Contoh-contoh konkret dari pergumulan sehari-hari dapat juga ditampilkan
dalam bentuk video maupun foto-foto.)
Ada
seorang gadis yang baru bertunangan dengan seorang pemuda yang bekerja
sebagai tentara. Sebagai kekasih seorang tentara, ia sangat bangga
memiliki tunangan yang gagah, tampan, dan yang terpenting sangat
mengasihi dirinya. Ketika mereka hendak menikah, mereka terpaksa menunda
tanggalnya karena sang pemuda diutus untuk berperang. Sembilan bulan
sudah sejak sang pemuda berangkat, tak sekalipun sang gadis mendengar
kabar tentangnya.

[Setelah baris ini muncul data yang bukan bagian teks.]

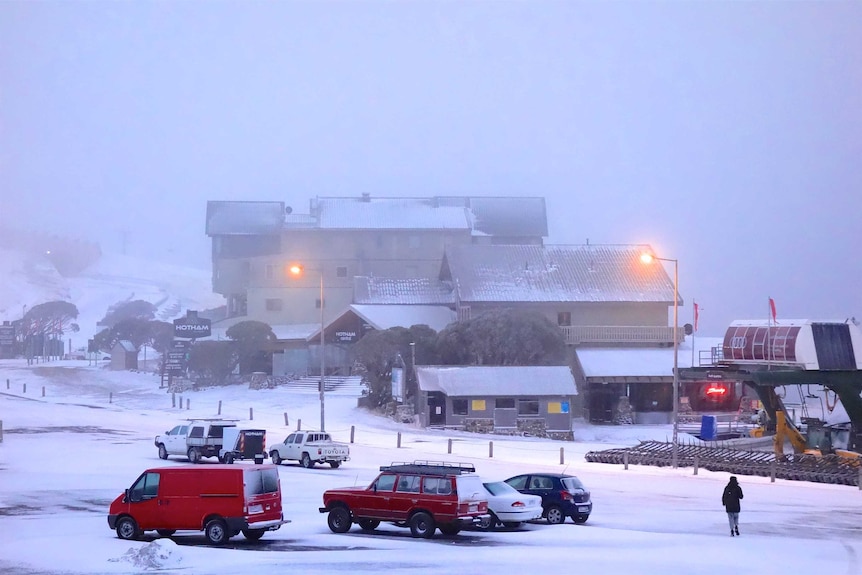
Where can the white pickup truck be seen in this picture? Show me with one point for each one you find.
(310, 447)
(195, 439)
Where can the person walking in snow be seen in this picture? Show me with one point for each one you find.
(730, 499)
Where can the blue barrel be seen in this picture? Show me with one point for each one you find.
(708, 427)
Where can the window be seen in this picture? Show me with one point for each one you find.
(385, 483)
(528, 406)
(408, 484)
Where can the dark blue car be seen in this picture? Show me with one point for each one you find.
(562, 495)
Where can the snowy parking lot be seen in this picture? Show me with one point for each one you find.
(66, 454)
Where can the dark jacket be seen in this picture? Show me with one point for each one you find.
(731, 496)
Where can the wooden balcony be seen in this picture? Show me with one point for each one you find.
(620, 334)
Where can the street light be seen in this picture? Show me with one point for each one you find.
(648, 258)
(298, 270)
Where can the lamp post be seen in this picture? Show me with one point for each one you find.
(298, 270)
(648, 258)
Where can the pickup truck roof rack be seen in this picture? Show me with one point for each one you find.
(430, 467)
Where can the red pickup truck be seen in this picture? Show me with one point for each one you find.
(422, 495)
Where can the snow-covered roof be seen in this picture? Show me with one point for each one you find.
(644, 362)
(532, 273)
(385, 316)
(375, 290)
(244, 218)
(456, 381)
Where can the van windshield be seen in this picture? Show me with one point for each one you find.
(261, 481)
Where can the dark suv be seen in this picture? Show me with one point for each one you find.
(562, 495)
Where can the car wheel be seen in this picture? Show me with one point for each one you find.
(194, 455)
(555, 515)
(368, 524)
(127, 528)
(216, 532)
(253, 534)
(339, 520)
(422, 525)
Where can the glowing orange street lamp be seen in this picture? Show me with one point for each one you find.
(298, 270)
(648, 258)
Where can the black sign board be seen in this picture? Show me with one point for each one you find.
(192, 326)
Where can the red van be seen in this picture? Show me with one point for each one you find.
(220, 501)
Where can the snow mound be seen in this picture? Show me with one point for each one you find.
(159, 554)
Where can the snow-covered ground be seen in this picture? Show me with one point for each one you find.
(65, 455)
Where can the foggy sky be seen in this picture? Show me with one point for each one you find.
(726, 134)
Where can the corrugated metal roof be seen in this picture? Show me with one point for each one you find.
(375, 290)
(456, 381)
(244, 218)
(529, 273)
(386, 316)
(642, 362)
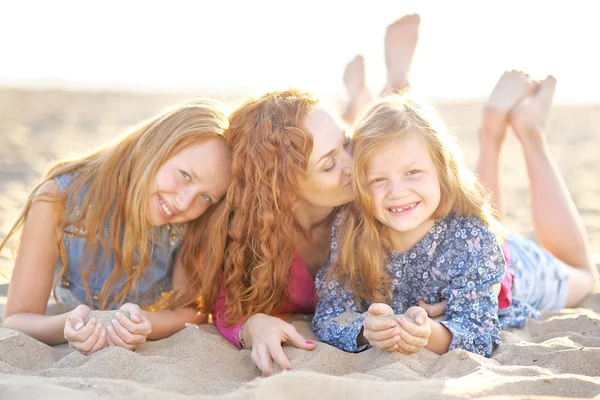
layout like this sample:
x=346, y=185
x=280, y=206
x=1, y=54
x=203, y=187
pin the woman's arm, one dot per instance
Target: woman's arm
x=33, y=273
x=472, y=310
x=168, y=322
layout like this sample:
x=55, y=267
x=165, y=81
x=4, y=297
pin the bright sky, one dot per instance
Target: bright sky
x=259, y=45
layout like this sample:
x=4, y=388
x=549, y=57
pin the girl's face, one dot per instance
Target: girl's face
x=327, y=182
x=190, y=182
x=405, y=188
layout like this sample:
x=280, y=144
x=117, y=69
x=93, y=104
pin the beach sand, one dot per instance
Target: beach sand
x=555, y=356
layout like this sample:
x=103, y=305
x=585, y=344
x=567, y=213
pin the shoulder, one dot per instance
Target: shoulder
x=49, y=189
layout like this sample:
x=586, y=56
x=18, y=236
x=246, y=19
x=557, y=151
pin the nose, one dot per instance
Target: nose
x=397, y=188
x=183, y=200
x=347, y=160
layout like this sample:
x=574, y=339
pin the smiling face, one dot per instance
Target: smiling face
x=327, y=182
x=190, y=182
x=405, y=188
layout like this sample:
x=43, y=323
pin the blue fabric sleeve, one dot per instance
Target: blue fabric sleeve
x=472, y=310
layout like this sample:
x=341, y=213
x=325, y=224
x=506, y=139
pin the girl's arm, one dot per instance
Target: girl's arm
x=168, y=322
x=472, y=310
x=33, y=273
x=338, y=320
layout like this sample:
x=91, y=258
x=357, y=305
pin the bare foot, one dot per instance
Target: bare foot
x=400, y=42
x=356, y=86
x=511, y=89
x=529, y=119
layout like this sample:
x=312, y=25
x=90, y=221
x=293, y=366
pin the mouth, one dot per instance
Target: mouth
x=403, y=208
x=165, y=208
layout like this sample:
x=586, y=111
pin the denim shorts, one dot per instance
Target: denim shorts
x=540, y=279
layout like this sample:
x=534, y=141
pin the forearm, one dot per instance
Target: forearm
x=168, y=322
x=440, y=338
x=45, y=328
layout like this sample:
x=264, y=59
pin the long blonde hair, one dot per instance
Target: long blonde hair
x=252, y=248
x=364, y=247
x=119, y=178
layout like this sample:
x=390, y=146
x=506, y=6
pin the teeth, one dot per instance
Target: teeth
x=164, y=206
x=413, y=205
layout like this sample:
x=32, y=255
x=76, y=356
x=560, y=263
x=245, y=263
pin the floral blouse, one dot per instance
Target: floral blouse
x=459, y=260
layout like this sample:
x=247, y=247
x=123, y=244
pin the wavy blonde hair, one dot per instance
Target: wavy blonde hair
x=364, y=247
x=252, y=259
x=120, y=176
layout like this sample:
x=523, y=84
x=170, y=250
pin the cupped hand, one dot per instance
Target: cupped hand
x=129, y=332
x=86, y=338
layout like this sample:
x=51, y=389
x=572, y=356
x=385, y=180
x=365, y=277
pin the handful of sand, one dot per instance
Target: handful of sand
x=105, y=317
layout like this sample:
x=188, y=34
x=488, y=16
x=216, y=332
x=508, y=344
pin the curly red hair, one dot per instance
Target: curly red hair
x=254, y=227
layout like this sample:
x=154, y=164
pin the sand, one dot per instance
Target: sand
x=555, y=356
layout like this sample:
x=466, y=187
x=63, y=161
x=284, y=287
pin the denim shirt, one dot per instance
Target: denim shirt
x=157, y=279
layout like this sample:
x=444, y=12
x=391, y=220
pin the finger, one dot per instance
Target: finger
x=100, y=343
x=408, y=348
x=80, y=335
x=388, y=343
x=116, y=339
x=392, y=348
x=279, y=356
x=418, y=314
x=89, y=343
x=421, y=331
x=380, y=309
x=125, y=335
x=378, y=324
x=434, y=310
x=294, y=337
x=409, y=341
x=134, y=311
x=140, y=328
x=379, y=336
x=266, y=362
x=76, y=322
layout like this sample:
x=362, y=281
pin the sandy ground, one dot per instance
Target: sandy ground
x=555, y=356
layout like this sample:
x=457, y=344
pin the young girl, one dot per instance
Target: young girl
x=103, y=231
x=421, y=230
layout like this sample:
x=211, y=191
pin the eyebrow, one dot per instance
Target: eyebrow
x=328, y=154
x=214, y=198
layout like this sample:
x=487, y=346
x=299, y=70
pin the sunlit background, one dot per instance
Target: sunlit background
x=251, y=46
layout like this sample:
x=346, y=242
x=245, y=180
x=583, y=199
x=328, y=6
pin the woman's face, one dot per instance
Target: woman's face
x=327, y=182
x=190, y=182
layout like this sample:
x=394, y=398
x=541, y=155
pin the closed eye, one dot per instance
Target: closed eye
x=186, y=176
x=333, y=163
x=377, y=180
x=207, y=198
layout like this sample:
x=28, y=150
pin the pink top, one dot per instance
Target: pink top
x=302, y=297
x=301, y=300
x=505, y=295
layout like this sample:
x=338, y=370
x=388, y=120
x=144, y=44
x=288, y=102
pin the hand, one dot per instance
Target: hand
x=129, y=332
x=380, y=328
x=435, y=311
x=415, y=330
x=87, y=338
x=266, y=333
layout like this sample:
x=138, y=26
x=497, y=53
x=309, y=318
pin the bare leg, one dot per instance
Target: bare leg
x=557, y=223
x=511, y=89
x=400, y=41
x=356, y=86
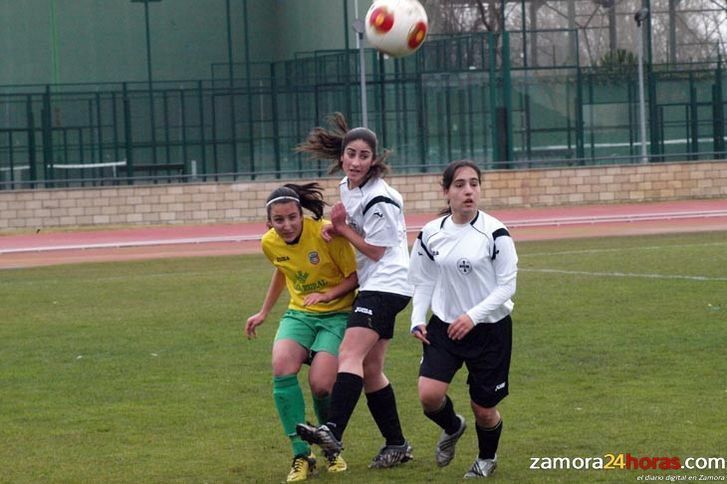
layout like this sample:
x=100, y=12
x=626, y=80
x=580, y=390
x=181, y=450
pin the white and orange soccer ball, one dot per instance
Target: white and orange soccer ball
x=396, y=27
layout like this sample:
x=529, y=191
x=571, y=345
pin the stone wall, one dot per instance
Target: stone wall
x=205, y=203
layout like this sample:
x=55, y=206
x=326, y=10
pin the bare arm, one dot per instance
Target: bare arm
x=277, y=284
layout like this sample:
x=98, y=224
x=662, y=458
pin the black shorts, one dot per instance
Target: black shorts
x=377, y=310
x=486, y=352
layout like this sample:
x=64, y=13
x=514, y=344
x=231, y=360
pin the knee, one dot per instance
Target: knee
x=431, y=400
x=348, y=355
x=285, y=366
x=320, y=390
x=372, y=368
x=486, y=417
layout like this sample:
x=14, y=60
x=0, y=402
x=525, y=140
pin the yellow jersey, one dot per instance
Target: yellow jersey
x=312, y=265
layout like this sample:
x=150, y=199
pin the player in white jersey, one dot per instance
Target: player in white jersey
x=464, y=268
x=371, y=216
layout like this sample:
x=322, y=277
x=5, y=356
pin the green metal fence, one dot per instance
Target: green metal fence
x=458, y=97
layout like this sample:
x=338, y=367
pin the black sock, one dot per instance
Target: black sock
x=488, y=440
x=382, y=405
x=344, y=398
x=445, y=416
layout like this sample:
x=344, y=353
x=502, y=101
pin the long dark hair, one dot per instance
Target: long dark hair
x=308, y=196
x=448, y=177
x=329, y=143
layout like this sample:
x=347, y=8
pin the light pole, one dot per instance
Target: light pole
x=640, y=17
x=359, y=28
x=149, y=77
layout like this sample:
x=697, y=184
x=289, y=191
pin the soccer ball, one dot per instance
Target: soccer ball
x=396, y=27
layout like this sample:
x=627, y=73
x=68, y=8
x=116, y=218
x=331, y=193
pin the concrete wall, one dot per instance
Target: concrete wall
x=244, y=201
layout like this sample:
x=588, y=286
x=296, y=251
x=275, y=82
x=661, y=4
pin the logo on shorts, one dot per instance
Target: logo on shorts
x=464, y=266
x=359, y=309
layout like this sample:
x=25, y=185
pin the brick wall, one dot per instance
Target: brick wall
x=244, y=201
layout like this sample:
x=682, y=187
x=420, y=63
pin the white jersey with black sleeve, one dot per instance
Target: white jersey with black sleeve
x=469, y=268
x=376, y=212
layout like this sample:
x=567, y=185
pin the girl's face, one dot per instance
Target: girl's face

Pikirannya mulai panik dan setiap sore ia berdiri di
pintu gerbang rumahnya menanti tunangannya pulang.
Suatu
sore pada bulan November yang sejuk, seorang yang pincang berjalan dari
kejauhan. Ia berjalan terus menuju rumah si gadis. Gadis tersebut
memperhatikan wajah orang ini yang hancur, kulit tubuhnya yang penuh
luka bakar, dan sebuah kaki palsu untuk menopang tubuhnya. Tapi yang
paling mengejutkan bagi si gadis ialah ia memanggil sang gadis dengan
sebutan yang hanya digunakan oleh kekasihnya. Mulutnya terkatup rapat,
“Mungkinkah dia itu …?” Pria itu memanggil sekali lagi dan sadarlah ia
seketika bahwa orang ini adalah kekasihnya yang pulang dari perang. Sang
gadis berlari mendapati kekasihnya, dan dengan mencucurkan air mata, ia
memeluknya dengan erat. Saudara tahu kata-kata apa yang pertama kali
keluar dari mulut sang gadis? Ia berkata, “Thank God, you’re alive” dan memeluk kekasihnya kembali. Di tengah tragedi yang menimpa gadis itu, ia mampu tetap bersukacita di tengah kesesakan.
Lain
halnya dengan gadis tadi, ada beberapa orang lain yang juga menghadapi
kesesakan dalam hidupnya. Pada tahun yang sama setidaknya ada empat
orang yang menjatuhkan dirinya dari lantai atas sebuah mal besar di
Jakarta. Tubuh mereka menghantam lantai yang keras dan kehilangan
nyawanya seketika. Salah satu dari mereka adalah seorang bapak berusia
61 tahun. Ia sudah lama tidak bekerja dan tidak memiliki uang lagi.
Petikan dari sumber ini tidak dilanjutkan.